Hacker News new | past | comments | ask | show | jobs | submit login

Even more importantly, does your data have to fit in RAM?

There are tons of problems that need to process large data, but touch each item just once (or a few times). You can go a really long way by storing them in disk (or some cloud storage like S3) and writing a script to scan through them.

I know, pretty obvious, but somehow escapes many devs.

There's also the "not all memory is RAM" trick: plan ahead with enough swap to fit all the data you intend to process, and just pretend that you have enough RAM. Let the virtual memory subsystem worry about whether or not it fits in RAM. Whether this works well or horribly depends on your data layout and access patterns.

Don't even need to do that. Just mmap it and the virtual memory system will handle it.

Interesting. Can you provide some examples of where this is the correct approach?

This is how mongodb originally managed all its data. It used memory mapped files to store the data and let the underlying OS memory management facilities do what they were designed to do. This saved the mongodb devs a ton of complexity in building their own custom cache and let them get to market much faster. The downside is that since virtual memory is shared between processes, other competing processes could potentially mess with your working set (pushing warm data out, etc). The other downside is that since your turning over the management of that “memory” to the OS, you lose fine grained control that can be used to optimize for your specific use case.

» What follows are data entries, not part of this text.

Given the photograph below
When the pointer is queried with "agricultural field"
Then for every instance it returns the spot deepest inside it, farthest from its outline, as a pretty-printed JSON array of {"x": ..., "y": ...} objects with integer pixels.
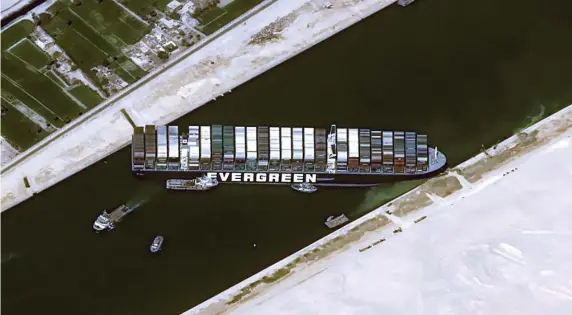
[
  {"x": 93, "y": 34},
  {"x": 60, "y": 63},
  {"x": 22, "y": 132},
  {"x": 37, "y": 98}
]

Except nowadays with Docker / Kubr you can safely assume the db engine will be the only tenant of a given vm /pod whatever so I think it’s better to let OS do memory management than fight it

Might not be exactly the same use case, but a simple example is compiling large libraries on constrained/embedded platforms. Building OpenCV on a Pi certainly used to require adding a gig of swap.

With the Varnish HTTP cache the authors started out with a very "mmap or bust" type of approach, but later added a malloc-based backend.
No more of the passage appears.